El hombre, seguido del tuerto, fue atravesando estancias y pasillos por lugares que él no conocía hasta llegar a una galería que se abría al jardincillo que fue en su día el preferido de la difunta condesa.

El guardia, al ver quién era el visitante, alzó la pica cediendo el paso.

Berenguer deambulaba entre los rosales y al rumor de los pasos alzó la mirada y con un gesto de su mano, invitó a su huésped a aproximarse.

Al llegar a su altura lo tomó familiarmente del brazo urgiéndolo a caminar junto a él y sin otro preámbulo le habló:

—Os agradezco la premura, Mainar. Os he citado en este lugar porque es donde mejor pienso cuando tengo problemas y en este momento, los tengo y muchos.

—Sabéis que estoy a vuestro servicio.

—Bien que me lo habéis probado, pero con la muerte de ese malnacido no se han acabado mis cuitas.

—Pues ¿qué cuitas puede tener el amo y señor de vidas y haciendas? —le halagó el tuerto.

—Escuchad. Cumplisteis con eficacia en la muerte del naviero, allanándome el camino para conseguir a su hija, pero de nada ha servido…

—No atino a entenderos, señor, perdonad mi torpeza.

—Barbany ha muerto, sé y me consta de buena tinta que su hija ha adquirido una enfermedad terrible y en caso de que aún viva, pocos días le quedan… Lo que me hace pensar en otro aspecto de esa cuestión que reclama mi interés. ¿Qué sucederá con la fortuna de Barbany si su hija fallece? Si el albacea de sus bienes fuera otro, podría convencerlo de que actuara en favor de la casa condal, y de mí mismo, pero siendo quien es…

—Si mi consejo os vale, convocad a ese individuo y ordenadle que despache el asunto a vuestro favor. Nadie puede ignorar un deseo vuestro.

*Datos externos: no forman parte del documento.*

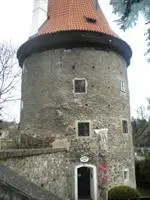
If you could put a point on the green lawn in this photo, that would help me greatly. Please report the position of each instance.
(144, 192)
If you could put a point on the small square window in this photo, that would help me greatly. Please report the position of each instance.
(123, 88)
(79, 85)
(124, 126)
(83, 128)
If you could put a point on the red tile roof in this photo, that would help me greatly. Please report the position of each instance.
(68, 15)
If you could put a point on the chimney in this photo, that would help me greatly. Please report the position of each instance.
(39, 14)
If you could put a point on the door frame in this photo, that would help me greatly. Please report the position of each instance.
(93, 168)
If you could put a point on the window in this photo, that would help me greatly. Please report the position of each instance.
(90, 20)
(124, 126)
(125, 174)
(79, 85)
(123, 88)
(83, 128)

—Ese albacea es la única persona del condado que no tomará en cuenta lo que pueda decirle.

—Y ¿quién es ese individuo? —preguntó Mainar, aunque adivinaba la respuesta.

—Asombraos, según me han dicho mis informadores se trata del maldito arcediano que fue confesor de mi madre e íntimo amigo de Barbany.

Un rictus en los labios del tuerto delató el impacto que las palabras del conde le habían causado.

—Os diré más todavía. Antes de un mes finaliza mi semestre en el poder y mi hermano estará de vuelta. Si el asunto se resolviera bajo su mandato, ni las migajas de esa fortuna llegarían a mis manos.